Relationship tables¶
| Relationship | From → To | Key fields |
|---|---|---|
DEFINED_IN |
CodeFunction → CodeFile |
line_number, end_line |
CLASS_DEFINED_IN |
CodeClass → CodeFile |
line_number |
METHOD_OF |
CodeFunction → CodeClass |
method_type, visibility |
CALLS |
CodeFunction → CodeFunction |
call_count, context |
INHERITS |
CodeClass → CodeClass |
inheritance_order, inheritance_type |
REFERENCES_CLASS |
CodeFunction → CodeClass |
reference_type, context |
IMPORTS |
CodeFile → CodeFile |
import_type, alias |
Schema creation is idempotent — all CREATE statements use IF NOT EXISTS.
Running index-scip on an already-indexed project upserts records in place
without duplicating nodes.
Data ingestion pipeline¶
Two ingestion paths populate the graph:
Source code
│
├── path A: SCIP pipeline (primary)
│ │
│ ▼
│ SCIP indexer binary (scip-python, rust-analyzer, scip-go, …)
│ │ subprocess via std::process::Command — no interpreter
│ ▼
│ index.scip (protobuf binary)
│ │
│ ▼
│ import_scip_file() — prost decode + SCIP-to-BlarifyOutput conversion
│ │
│ ▼
│ LadybugDB graph ◄──────────────────────────────────┐
│ │
└── path B: blarify JSON import │
│ │
▼ │
blarify.json (produced externally) │
│ │
▼ │
import_blarify_json() — serde_json parse │
│ │
└───────────────────────────────────────────┘
Path A (index-scip) is the recommended path for new projects.
Path B (index-code) is for environments where blarify.json is already
available (e.g. produced by a CI job or another tool).
blarify: consumption vs. generation¶
amplihack-rs consumes blarify JSON but does not generate it.
blarify is a Python tree-sitter-based tool with parsers for 20+ languages
that produces a blarify.json call-graph export. A native Rust port of the
blarify generator is out of scope for this project.
What amplihack-rs does:
- Defines the
BlarifyOutputdeserialization schema in Rust (serde) - Imports any conforming
blarify.jsoninto LadybugDB viaimport_blarify_json() - Never invokes
python blarifyorpython -m blarifyas a subprocess
If blarify.json is absent, index-code logs a WARN and exits cleanly with
zero counts.

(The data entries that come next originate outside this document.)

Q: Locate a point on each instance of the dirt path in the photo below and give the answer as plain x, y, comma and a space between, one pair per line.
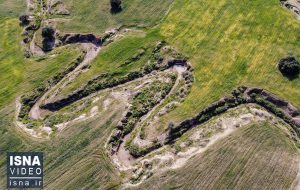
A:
92, 52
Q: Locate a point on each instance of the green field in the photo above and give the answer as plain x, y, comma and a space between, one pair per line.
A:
229, 43
94, 15
232, 43
259, 156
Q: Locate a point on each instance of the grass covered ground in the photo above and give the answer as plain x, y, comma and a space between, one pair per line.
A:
259, 156
18, 74
94, 15
232, 43
229, 43
112, 58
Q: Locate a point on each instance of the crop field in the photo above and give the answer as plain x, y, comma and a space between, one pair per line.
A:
226, 43
232, 43
94, 15
259, 156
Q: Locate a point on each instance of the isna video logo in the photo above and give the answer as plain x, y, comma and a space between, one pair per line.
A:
24, 170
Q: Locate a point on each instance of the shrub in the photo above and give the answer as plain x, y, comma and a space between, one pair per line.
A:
115, 6
289, 66
24, 19
48, 32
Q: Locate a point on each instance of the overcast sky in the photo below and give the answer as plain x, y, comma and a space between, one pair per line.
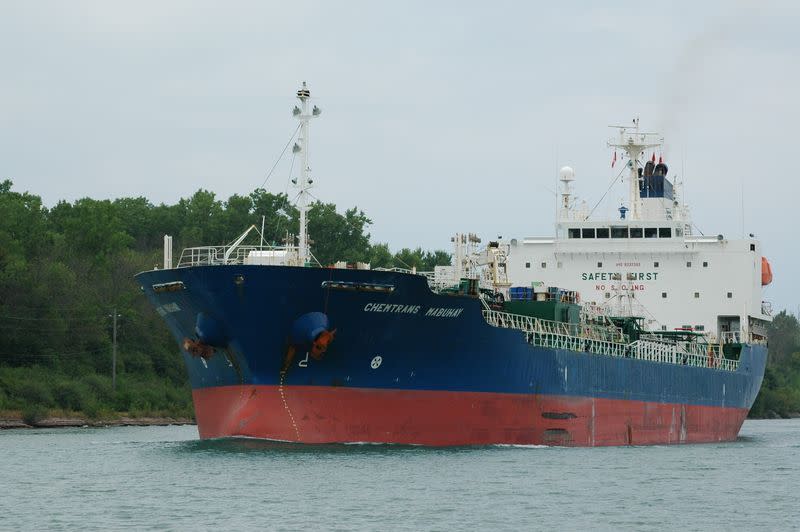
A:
437, 116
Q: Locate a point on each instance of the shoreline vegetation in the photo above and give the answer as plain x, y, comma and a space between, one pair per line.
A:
15, 420
66, 270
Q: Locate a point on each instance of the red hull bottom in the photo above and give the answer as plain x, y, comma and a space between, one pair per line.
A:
316, 414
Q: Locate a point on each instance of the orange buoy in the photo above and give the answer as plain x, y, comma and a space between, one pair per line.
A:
766, 272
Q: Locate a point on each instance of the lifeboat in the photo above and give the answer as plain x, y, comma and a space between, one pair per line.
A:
766, 272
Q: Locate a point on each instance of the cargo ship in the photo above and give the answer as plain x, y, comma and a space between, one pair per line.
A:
630, 331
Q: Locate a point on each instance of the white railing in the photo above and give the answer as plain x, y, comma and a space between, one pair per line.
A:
220, 255
538, 325
610, 341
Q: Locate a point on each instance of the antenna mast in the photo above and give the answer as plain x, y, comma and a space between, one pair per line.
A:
634, 143
306, 182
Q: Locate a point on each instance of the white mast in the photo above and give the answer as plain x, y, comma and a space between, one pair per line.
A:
306, 182
634, 143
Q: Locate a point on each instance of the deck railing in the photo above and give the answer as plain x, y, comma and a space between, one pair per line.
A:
221, 255
610, 341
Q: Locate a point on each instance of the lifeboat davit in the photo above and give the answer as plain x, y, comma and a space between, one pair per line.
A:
766, 272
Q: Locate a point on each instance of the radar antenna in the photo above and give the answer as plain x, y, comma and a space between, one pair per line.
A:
305, 182
634, 142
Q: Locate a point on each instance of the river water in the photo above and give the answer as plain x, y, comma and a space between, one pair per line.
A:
164, 478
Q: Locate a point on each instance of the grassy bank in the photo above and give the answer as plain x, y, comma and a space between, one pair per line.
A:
37, 393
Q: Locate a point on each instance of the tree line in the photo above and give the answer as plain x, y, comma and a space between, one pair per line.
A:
64, 271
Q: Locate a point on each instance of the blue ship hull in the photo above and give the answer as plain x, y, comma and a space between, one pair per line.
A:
406, 365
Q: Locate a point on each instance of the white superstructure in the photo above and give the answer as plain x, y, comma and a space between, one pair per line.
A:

It does not abort the process or fall back to a Python subprocess.
The live path for code-graph indexing in amplihack-rs uses SCIP (path A above), not blarify generation.

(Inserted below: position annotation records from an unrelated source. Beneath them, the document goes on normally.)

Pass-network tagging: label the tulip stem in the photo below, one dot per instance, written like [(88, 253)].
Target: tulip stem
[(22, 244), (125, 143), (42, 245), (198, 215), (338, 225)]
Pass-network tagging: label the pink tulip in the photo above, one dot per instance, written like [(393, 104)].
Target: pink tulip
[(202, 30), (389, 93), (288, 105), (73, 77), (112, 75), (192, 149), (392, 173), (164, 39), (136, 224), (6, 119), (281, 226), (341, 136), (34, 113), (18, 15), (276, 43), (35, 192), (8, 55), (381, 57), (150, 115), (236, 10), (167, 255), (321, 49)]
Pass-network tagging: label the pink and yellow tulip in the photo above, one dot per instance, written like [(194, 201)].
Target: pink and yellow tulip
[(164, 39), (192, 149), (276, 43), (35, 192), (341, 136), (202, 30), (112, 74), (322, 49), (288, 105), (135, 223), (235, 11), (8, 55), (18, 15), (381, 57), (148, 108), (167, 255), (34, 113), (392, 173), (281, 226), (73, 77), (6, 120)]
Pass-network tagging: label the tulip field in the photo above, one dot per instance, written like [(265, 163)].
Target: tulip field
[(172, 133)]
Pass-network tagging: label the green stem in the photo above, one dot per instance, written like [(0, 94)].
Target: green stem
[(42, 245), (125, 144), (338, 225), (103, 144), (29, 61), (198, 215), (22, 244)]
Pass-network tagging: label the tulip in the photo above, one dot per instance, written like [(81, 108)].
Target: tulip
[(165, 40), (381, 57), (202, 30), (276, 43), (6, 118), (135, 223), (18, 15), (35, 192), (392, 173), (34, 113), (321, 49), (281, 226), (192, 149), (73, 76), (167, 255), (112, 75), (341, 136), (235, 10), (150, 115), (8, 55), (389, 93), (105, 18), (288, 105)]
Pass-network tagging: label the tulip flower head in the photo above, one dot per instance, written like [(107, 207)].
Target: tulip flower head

SCIP: the primary ingestion path¶
SCIP (SCIP Code Intelligence Protocol) is a protobuf-based format for precise code intelligence — symbols, occurrences, and relationships across a codebase.
amplihack-rs uses prost to decode SCIP protobuf files and then converts them
to the internal BlarifyOutput structure for import into LadybugDB.
The SCIP indexer binaries are external native tools:
| Indexer | Language | Type |
|---|---|---|
scip-python |
Python source | Go binary |
scip-typescript |
TypeScript/JavaScript | Node binary |
scip-go |
Go | Go binary |
rust-analyzer |
Rust | Rust binary |
scip-dotnet |
C# | .NET binary |
scip-clang |
C/C++ | Clang-based binary |
These are invoked via std::process::Command with arguments as discrete
Vec<String> elements — no shell string interpolation, no interpreter.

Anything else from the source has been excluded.